While I have several of Atwood's collections, I just recently picked up an audio of her reading her own poetry from Poets.org. It's an old taping, from 1978, when she had several collections of poetry and only three novels in print. It is always interesting to hear a poet read their own work, although some poets, imo, are not the best readers of their own work. Atwood reads in her quiet voice. It's quite nice, really. And I always love her sense of humor.

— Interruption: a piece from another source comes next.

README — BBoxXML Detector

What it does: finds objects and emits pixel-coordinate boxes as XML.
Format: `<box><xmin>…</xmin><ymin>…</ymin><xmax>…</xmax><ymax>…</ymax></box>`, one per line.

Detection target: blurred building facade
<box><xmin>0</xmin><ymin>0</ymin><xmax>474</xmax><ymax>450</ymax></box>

What is your experience with Atwood's poetry? Do you have a favorite collection" poem? few lines?

2avaland
abr. 24, 2007, 8:24 am

To hear Margaret Atwood reading one of her poems:

http://www.poets.org/viewmedia.php/prmMID/16789

3avaland
abr. 24, 2007, 8:54 pm

It seems Ms. Atwood has a new collection of poetry due out this fall from Virago Press entitled "The Door." I imagine publication will follow sometime later in the US.

4avaland
nov. 12, 2007, 6:38 am

Here's a link to an Atwood poem in yesterday's The Washington Post, introduced by Robert Pinsky.

5twomoredays
Editat: nov. 12, 2007, 11:31 am

Just found this thread and it compels me to share my all time favorite Atwood poem:

You fit into me
like a hook into an eye

a fish hook
an open eye

6avaland
nov. 13, 2007, 7:40 pm

yes, I love that poem. So succinct and communicates its sentiment quite well!

7avaland
juny 24, 2008, 4:28 pm

just pulling this thread out of the dormant abyss. . .

8Picola43
set. 11, 2008, 4:50 am

Last Christmas I was given two copies of "The Door" so my family obviously knows how I love Margaret Atwood. It was lovely to be able to pass the extra one to my best friend because the poem that has stayed in my head from this collection reminded me of her. It is "Your children cut their hands....", p.28.
I love this little book and have it beside my bed to dip into. Dipping always turns into complete immersion as I reread another and another. I'm thinking of "Mourning for dead cats" as I type and know I'll have to return to it tonight.

9Nickelini
feb. 20, 2011, 3:17 pm

I was just trying to help my 14 yr old find a poem to analyze (exhausting! we've gone through Wyatt, Frost, Wordsworth, Silverstein, Nash, Lear and a bunch of obscure poets from a class I took). Any way, she has it down to either Carl Sandburg's "The Fog Comes on Little Cat Feet," or this one by Atwood (which I just love):

A Sad Child

You're sad because you're sad.
It's psychic. It's the age. It's chemical.
Go see a shrink or take a pill,
or hug your sadness like an eyeless doll
you need to sleep.

Well, all children are sad
but some get over it.
Count your blessings. Better than that,
buy a hat. Buy a coat or pet.
Take up dancing to forget.

Forget what?
Your sadness, your shadow,
whatever it was that was done to you
the day of the lawn party
when you came inside flushed with the sun,
your mouth sulky with sugar,
in your new dress with the ribbon
and the ice-cream smear,
and said to yourself in the bathroom,
I am not the favorite child.

My darling, when it comes
right down to it
and the light fails and the fog rolls in
and you're trapped in your overturned body
under a blanket or burning car,

and the red flame is seeping out of you
and igniting the tarmac beside you head
or else the floor, or else the pillow,
none of us is;
or else we all are.

-------

Now I want to read every poem Atwood has written. Any suggestions on which of her poetry collections is the must-have not to be missed book?

10avaland
feb. 20, 2011, 3:42 pm

I don't have them all, maybe only 4 or 5. I say just pick one and go!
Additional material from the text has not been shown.